We need help picking out an automatic differentiation package for Hamiltonian Monte Carlo sampling from the posterior of a generalized linear model with deep interactions. Specifically, we need to compute gradients for log probability functions with thousands of parameters that involve matrix (determinants, eigenvalues, inverses), stats (distributions), and math (log gamma) functions. Any suggestions?
The Application: Hybrid Monte Carlo for Posteriors
We’re getting serious about implementing posterior sampling using Hamiltonian Monte Carlo. HMC speeds up mixing by including gradient information to help guide the Metropolis proposals toward areas high probability. In practice, the algorithm requires a handful or of gradient calculations per sample, but there are many dimensions and the functions are hairy enough we don’t want to compute derivaties by hand.
Auto Diff: Perhaps not What you Think
It may not have been clear to readers of this blog that automatic differentiation isn’t just an automatic procedure for symbolic differentiation or a finite differences method.
The way auto differentiation works is by applying the chain rule to all the basic expressions and assignments in your source code. Wikipedia’s entry for automatic differentiation article provides a nice high-level introduction.
Op Overload or Source Transform?
There are two common approaches, operator overloading and source transforming. Source transformers read a program and generate a new program to compute derivatives and the function at the same time. Operator overloading uses feature of C++ and Fortran 90 that lets you redefine behavior of functions for your types. Thus numerical types are replaced with types representing the function value and the derivative value, and operations with updates on both at the same time.
It seems to me that source transforming would be way more efficient. But mileage may vary by implementation — there’s lots of opportunity for compiler optimization techniques to come into play to eliminate intermediate computations.
Forward and Reverse Chain Rule
You can apply the chain rule to f(g(h(x))) working in from f to h or out from h to f (or in combinations of the two).
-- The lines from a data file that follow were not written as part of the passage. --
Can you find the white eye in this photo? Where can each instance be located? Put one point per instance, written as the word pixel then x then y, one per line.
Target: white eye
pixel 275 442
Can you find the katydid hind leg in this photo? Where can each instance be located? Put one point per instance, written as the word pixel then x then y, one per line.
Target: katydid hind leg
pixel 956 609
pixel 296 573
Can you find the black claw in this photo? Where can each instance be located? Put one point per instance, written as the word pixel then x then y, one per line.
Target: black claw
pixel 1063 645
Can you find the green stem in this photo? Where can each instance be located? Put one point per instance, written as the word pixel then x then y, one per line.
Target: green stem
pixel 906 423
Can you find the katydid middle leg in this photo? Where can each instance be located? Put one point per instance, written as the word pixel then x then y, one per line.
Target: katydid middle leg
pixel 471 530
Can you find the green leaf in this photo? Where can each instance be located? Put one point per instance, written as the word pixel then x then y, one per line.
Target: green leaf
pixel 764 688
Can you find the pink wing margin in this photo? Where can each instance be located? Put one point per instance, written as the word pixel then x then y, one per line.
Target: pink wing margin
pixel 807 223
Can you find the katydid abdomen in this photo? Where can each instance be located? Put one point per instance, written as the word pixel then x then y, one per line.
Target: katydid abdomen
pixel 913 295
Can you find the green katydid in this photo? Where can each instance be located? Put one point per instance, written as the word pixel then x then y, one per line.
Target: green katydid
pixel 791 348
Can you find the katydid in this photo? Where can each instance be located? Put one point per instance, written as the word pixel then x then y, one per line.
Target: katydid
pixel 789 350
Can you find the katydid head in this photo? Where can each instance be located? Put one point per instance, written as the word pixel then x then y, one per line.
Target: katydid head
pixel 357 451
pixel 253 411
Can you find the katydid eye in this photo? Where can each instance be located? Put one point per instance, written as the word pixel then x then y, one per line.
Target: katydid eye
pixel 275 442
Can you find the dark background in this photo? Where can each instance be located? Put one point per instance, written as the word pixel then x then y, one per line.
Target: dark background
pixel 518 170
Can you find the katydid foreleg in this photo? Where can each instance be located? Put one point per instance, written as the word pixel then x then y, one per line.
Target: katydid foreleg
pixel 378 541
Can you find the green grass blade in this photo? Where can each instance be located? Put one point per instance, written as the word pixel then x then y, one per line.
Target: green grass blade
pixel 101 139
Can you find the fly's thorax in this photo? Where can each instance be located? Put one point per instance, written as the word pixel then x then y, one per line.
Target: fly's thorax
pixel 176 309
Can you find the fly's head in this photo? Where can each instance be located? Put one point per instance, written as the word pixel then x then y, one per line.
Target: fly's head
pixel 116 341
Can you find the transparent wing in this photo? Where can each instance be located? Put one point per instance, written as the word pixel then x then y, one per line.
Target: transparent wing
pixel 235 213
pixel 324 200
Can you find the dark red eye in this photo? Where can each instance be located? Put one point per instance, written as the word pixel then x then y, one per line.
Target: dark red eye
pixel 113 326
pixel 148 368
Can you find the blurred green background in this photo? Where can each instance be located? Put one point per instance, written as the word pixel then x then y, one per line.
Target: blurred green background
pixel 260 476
Auto-diff packages almost all handle the forward direction, which is easier. By all accounts, the reverse mode is better for gradients, which is we need. But not all packages implement reverse mode at all, and not as deeply as they implement forward mode. A variable-by-variable application of forward-mode auto-differentiation would require a step through the whole log probability function for each dimension, which would be prohibitive in our context.
The problem is that reverse mode’s harder to implement. If understanding the doc correctly, some of the packages investigated, like Sacado, a part of the Trilinos scientific computing suite, have BLAS/LAPACK matrix library with their forward mode auto differentiation but not their reverse mode. Many of the open source packages are also tied up with larger suites of software of which they are a part, making it rather confusing to install them and tease apart what they do.
Yes, we care about CPU time, not just number of steps. If we had forever, we’d just run BUGS. By the same argument, we also care about memory usage. If we had all the memory in the world, we’d just run BUGS.
Some of the approaches to automatic differentiation use disk to write out intermediate results. Or compile “tapes” which are then interpreted, which also seems like it’d be slow (though I have no experience).
Just Point AD at Your Code?
For the operator overloading approaches, which seem to be more used because of the difficulty of source transforming C++, it’s not quite as simple as pointing an AD program at your code. At the least, everything I’ve looked at requires the numerical types to replaced with general templated type variables or variables defined within the AD package itself. That’s where things get messy with the matrix and stats libraries.
Licenses that Play Nicely with Others
We also want a package with a license that plays nicely with others, so that we can redistribute the tools we build. That means at least GPL, better yet LGPL, or best of all, Apache or BSD licenses. I (at least) am not interested in touching anything with an “academic use only” license.
The Bleg: Reprise
So, any suggestions to what we should be looking at? My head’s spinning from trying to sort things out from auto-generated doc and examples that are not geared toward involved reverse-mode gradient computations.